Well...turns out, my goats have zero interest in whey. I've tried giving it to them warm, cold, fresh, old, everything. So I guess I want to hear more about this. Is it beneficial to feed them whey? Is there a trick to getting them to drinking it?


----------



## luvzmybabz (Sep 8, 2008)

On some chilly mornings I make oatmeal with whey to give to the chickens however since my one doe that was in milk decided it was time to dry herself off, the poor chicks will have to suffer along with us humans, this winter and just have plain oatmeal. 

Do you feed beet pulp maybe you could soak it in warmed whey? I have tried soaking the beet pulp shreds I feed but my girls prefer it unsoaked.


----------



## madness (Dec 6, 2006)

We do feed beet pulp - it's just mixed in with their grain ration.

Nobody else feeds whey to their goats? I'm going to have to get that book back from the library to scan the photo and post it. I was shocked when I saw it!

Along the same lines, a friend down the road is feeding her doe's milk back to her. She has subclinical mastitis and this is one of the remedies she is trying. Apparently, the doe readily drinks it but her other does (no mastitis) won't drink their own milk. I wonder what that's about...


----------



## Qvrfullmidwife (Jan 10, 2004)

Not a goat but we have some neighbors whose pig died of 'whey bloat'. Because it can ferment it caused a gas buildup which killed it. I would definitely only feed it as a small portion of their diet, definitely making sure they had long stem fiber.

I'd call the farm profiled in the book and ask them!


----------



## Vicki McGaugh TX Nubians (May 6, 2002)

I soak my milkstand grain in whey and feed it to my hens. I don't change my does diets very much at all because they simply don't do well with change. Maybe soak beet pulp in it and see if they will drink it?

Unless you pasteurise your milk before you make cheese, I don't, I would not want to be feeding whey from untested stock back to my milkers. 

How about making batches of Ricotta, either with whole milk added or not. It doesn't make much but it does use up all the rest of the product in the whey, I keep a tupperware container in my freezer that I just keep adding the ricotta to, when it's full I make stuffed manicotti or use it in lasagna. Other than just some vinegar it's pretty much free cheese. Vicki


----------



## pookshollow (Aug 22, 2005)

I think I remember reading somewhere that feeding whey to goats can cause them to scour - I could be wrong! But you could try it, adding it slowly, and see how they react to it.

I had one doe that would dive into the milk pail, given half a chance.


----------



## madness (Dec 6, 2006)

Qvrfullmidwife said:


> I'd call the farm profiled in the book and ask them!


They are pretty hard to get a hold of - They don't list their number on the website and I've emailed a few times. BUT, I'm headed there next month for a cheese making class, so I will be sure to ask tons of pesky questions!

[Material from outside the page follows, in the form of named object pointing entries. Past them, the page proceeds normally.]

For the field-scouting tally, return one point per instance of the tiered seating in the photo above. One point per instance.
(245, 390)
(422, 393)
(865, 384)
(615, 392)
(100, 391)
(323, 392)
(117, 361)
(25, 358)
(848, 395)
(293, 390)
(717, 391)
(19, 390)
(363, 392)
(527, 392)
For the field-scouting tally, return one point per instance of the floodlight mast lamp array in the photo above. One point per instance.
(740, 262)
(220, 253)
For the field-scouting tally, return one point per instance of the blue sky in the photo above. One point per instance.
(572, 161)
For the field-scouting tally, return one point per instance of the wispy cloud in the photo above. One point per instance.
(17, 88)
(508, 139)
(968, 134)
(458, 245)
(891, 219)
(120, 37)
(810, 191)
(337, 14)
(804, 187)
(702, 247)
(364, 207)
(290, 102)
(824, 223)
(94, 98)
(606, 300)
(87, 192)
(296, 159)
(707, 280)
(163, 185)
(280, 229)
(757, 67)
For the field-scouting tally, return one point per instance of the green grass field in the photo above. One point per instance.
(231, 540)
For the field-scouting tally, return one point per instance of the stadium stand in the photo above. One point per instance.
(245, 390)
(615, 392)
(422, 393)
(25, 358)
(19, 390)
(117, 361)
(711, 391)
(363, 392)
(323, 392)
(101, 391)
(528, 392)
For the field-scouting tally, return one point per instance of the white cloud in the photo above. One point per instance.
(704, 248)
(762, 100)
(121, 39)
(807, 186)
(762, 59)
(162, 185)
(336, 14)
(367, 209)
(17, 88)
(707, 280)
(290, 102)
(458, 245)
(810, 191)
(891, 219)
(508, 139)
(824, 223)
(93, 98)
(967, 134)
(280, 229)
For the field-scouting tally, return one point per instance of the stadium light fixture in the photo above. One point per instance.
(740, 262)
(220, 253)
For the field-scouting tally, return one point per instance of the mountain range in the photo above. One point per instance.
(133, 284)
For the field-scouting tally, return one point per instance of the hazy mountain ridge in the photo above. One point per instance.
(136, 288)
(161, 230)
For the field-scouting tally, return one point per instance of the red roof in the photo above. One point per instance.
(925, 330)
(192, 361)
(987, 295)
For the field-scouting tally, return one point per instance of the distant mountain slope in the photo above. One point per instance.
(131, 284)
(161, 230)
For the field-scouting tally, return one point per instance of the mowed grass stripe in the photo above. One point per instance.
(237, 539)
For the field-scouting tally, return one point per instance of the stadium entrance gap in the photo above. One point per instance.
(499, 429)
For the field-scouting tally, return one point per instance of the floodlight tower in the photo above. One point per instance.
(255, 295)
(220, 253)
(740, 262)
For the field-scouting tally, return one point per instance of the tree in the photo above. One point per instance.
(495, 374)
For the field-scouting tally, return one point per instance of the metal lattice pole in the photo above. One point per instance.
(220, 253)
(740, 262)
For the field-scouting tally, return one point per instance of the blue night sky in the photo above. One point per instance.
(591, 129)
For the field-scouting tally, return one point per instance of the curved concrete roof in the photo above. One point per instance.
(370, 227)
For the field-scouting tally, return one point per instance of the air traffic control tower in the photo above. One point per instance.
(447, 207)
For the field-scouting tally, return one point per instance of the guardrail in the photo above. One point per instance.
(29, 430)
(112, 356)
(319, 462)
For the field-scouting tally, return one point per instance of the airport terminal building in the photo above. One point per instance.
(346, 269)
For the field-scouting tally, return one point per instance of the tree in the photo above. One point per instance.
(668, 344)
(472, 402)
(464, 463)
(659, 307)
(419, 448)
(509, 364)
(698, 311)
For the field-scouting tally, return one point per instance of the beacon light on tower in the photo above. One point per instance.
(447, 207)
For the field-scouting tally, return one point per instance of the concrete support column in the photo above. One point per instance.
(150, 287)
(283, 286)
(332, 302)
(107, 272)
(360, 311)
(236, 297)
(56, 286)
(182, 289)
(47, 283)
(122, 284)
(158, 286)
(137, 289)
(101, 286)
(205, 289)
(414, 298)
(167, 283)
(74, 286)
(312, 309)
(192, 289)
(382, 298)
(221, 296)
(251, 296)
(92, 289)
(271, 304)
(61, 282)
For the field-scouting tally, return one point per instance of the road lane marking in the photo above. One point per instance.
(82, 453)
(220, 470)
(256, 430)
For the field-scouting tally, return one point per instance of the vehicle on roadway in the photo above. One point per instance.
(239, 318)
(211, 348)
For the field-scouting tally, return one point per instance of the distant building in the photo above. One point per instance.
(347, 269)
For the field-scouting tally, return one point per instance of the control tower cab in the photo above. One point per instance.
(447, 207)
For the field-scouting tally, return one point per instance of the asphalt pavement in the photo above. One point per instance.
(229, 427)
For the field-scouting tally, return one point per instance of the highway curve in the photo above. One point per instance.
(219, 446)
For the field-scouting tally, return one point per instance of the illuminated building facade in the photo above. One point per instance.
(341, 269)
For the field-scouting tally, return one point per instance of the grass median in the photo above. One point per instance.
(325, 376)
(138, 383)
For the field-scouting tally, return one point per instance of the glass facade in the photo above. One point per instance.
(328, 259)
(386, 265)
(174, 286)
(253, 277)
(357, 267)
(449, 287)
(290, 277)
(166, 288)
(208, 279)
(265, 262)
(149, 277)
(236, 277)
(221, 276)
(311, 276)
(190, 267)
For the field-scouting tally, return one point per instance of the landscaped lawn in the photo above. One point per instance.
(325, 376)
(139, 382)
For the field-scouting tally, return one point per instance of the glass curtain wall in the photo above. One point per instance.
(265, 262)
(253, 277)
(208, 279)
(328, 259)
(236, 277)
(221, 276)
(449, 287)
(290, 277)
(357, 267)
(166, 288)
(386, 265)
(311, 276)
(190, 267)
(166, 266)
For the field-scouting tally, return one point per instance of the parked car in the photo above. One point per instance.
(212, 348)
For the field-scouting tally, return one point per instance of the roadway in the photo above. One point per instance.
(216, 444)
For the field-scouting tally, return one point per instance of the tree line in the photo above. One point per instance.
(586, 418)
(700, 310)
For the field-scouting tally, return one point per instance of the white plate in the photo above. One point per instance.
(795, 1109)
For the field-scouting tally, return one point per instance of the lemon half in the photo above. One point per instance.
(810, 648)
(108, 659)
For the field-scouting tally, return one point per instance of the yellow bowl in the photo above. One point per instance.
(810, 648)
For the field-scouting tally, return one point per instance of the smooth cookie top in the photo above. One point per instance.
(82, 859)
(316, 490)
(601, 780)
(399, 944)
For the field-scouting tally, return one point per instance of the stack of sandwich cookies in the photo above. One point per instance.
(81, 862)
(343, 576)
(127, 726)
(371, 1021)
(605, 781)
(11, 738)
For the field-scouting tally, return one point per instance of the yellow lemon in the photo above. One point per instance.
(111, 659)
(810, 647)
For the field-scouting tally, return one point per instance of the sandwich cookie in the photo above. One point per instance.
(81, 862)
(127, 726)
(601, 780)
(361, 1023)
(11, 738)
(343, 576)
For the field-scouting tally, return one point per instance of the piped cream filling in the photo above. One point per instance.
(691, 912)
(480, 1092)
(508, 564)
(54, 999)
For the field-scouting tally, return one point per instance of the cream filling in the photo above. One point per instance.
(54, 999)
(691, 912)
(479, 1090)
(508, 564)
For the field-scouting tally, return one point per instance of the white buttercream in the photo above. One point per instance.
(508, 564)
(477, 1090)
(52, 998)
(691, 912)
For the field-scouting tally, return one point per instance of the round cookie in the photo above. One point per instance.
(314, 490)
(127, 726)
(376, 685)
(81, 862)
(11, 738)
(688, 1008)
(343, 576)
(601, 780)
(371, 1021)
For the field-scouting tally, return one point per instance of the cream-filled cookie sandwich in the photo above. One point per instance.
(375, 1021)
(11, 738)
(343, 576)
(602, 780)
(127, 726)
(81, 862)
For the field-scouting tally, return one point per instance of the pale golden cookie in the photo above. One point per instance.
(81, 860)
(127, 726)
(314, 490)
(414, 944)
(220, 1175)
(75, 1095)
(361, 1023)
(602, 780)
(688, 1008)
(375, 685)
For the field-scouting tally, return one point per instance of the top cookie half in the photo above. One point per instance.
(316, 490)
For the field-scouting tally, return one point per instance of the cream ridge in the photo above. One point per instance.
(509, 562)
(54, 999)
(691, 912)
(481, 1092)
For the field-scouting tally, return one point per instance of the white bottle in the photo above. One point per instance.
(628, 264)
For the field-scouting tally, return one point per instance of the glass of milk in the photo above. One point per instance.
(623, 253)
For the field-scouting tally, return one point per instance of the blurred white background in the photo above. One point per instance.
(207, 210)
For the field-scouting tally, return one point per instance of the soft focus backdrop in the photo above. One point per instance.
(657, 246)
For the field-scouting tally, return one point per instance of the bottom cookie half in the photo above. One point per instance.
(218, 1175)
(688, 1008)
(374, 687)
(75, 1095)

Vicki - I do usually make ricotta, unless the whey is from soft cheese and then the yield is so low and the cheese is...chewy? The texture just isn't right.

Well, since it doesn't sound like I'm missing some big dairy goat secret by NOT feeding them whey, I think I'll just wait until I get word from the dairy what their practice is.

Thanks everyone!


----------



## Qvrfullmidwife (Jan 10, 2004)

And I saw the author of the book today at one of our farmer markets and told her that her book was a topic on a goat forum--she really got a kick out of it!


----------